Era seduto su un banco di scuola, finito lì chissà come. Le gambe penzolanti. La camicia chiara troppo stretta sulla pancia. In lui c'era qualcosa che non mi convinceva. Era pur sempre il vice senior sales manager. Eppure attorno a lui gravitava un alone minaccioso, qualcosa che sopravviveva alla costruzione dell'uomo di successo che stava diventando, e che mi parve di individuare in un ingombrante residuo di materiali di risulta di cui non si riusciva a liberare. Come se il prezzo che aveva dovuto pagare per arrivare dov'era arrivato si fosse maliziosamente consolidato in un'espressione particolare del viso, in un involontario modo di atteggiarsi. Come se, in un momento della sua vita, il costo fosse stato esageratamente oneroso, al limite dell'insopportabile, e ora se lo portasse al guinzaglio, ora che era solo un ricordo, un sempli-ce biglietto scaduto. La frequentazione della sconfitta risultava in lui come un capitolo ancora aperto e duro da digerire.
Ovviamente faceva di tutto per dissimulare questa debolezza, e per sottolineare alla fine come i suoi successi valessero il doppio, considerate le iniziali difficoltà.
Prese l'elenco del telefono, colse un nome a caso, proprio il primo che gli capitò sotto gli occhi. Compose il numero con invidiabile scioltezza, senza riscaldamento. Disse, a noi che lo guardavamo come rapiti: "Non ne avrei più bisogno, ma mi piace ogni tanto procurarmi clienti con le telefonate. Mi fanno ricordare i tempi quando..." Si dovette interrompere.

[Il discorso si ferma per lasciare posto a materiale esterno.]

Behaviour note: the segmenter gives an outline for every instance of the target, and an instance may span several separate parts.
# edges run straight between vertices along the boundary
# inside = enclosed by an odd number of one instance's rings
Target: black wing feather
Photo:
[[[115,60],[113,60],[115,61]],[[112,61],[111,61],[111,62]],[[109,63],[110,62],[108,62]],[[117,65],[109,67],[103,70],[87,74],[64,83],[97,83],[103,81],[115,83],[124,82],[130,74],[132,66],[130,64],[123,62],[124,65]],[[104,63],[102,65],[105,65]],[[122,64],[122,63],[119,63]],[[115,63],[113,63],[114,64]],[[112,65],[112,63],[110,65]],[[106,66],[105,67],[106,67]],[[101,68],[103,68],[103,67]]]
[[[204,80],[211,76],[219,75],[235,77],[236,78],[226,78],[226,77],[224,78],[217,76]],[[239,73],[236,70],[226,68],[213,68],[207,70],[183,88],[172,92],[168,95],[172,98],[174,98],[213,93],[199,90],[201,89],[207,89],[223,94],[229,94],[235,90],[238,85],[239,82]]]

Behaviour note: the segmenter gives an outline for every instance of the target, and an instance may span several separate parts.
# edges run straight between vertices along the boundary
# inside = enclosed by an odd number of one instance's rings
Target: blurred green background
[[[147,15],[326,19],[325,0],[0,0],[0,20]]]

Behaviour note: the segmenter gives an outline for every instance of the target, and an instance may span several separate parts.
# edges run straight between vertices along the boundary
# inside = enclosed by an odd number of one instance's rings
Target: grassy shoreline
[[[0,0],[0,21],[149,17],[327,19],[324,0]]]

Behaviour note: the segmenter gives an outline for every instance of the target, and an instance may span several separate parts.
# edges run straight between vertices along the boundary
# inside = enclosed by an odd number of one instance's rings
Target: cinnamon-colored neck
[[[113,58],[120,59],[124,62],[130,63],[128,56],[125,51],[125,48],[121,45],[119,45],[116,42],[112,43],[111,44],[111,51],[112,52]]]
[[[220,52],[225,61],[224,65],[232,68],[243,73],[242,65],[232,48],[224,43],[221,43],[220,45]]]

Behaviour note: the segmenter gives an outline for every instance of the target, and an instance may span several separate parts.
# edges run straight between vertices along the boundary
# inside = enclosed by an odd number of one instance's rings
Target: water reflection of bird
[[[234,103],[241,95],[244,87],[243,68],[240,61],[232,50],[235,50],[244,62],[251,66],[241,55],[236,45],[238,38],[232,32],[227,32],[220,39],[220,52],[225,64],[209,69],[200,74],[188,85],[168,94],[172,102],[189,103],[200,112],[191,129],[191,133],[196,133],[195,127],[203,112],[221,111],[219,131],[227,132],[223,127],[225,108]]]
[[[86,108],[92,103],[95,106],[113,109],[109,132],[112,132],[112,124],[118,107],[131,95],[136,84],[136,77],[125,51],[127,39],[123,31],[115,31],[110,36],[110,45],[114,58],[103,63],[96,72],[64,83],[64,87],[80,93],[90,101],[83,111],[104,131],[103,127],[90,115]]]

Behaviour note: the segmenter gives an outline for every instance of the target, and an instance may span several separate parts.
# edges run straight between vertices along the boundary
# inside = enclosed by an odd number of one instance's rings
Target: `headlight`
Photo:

"Pronto, signora? Buongiorno, lei non mi conosce, sono Claudio Giufrida, non le farò perdere il suo tempo. Come sta? Lei lavora? Casalinga, bene. Suo marito? Perfetto. Figli? Nipoti. Due. Complimenti. Mi corregga se sbaglio, lei ha studiato l'inglese a scuola ma non lo parla. Le piacerebbe, vero? Alla sua età, perché no? Per viaggiare, certamente. "
Andò avanti così per cinque minuti. Colloquiale, teatrale, convincente. La maggior parte delle cose che diceva sul foglio prestampato non c'erano scritte. Eppure lo teneva davanti a sé come un principiante. Riusciva a nascondere perfettamentele frasi fredde e inquisitorie della presentazione nelle pieghe della sua conversazione amichevole.
Alla fine la signora non aveva ugualmente accettato di fissare un appuntamento. Era stata irremovibile. Gionfrida, Iofrida, Gioffreda o come si chiamava, aveva insistito con educazione, tatto. Inutilmente. Abbassò la cornetta con delicatezza, usando entrambe le mani, deluso. Sono sicuro che se quella signora si fosse all'improvviso materializzata l'avrebbe uccisa. Però non diceva niente, se ne stava lì, a guardare fuori della finestra. Aspettava che qualcuno parlasse, ma nessuno di noi l'avrebbe mai fatto per primo.
Era stata solo una telefonata. Lavoro, sembrava voler dire la sua ostentata presa di distanza. Non una prova, non un esame: una pratica, aperta e chiusa subito dopo.
Quante ce n'erano state di pratiche come questa nella carriera del vice senior sales manager? Pensai: e se in quel momento fossero entrati lì i suoi figli?
La mattina dopo mi licenziai.



(Tratto dalla raccolta di racconti Voci dalla rete, Longanesi editori, Milano, 2002.)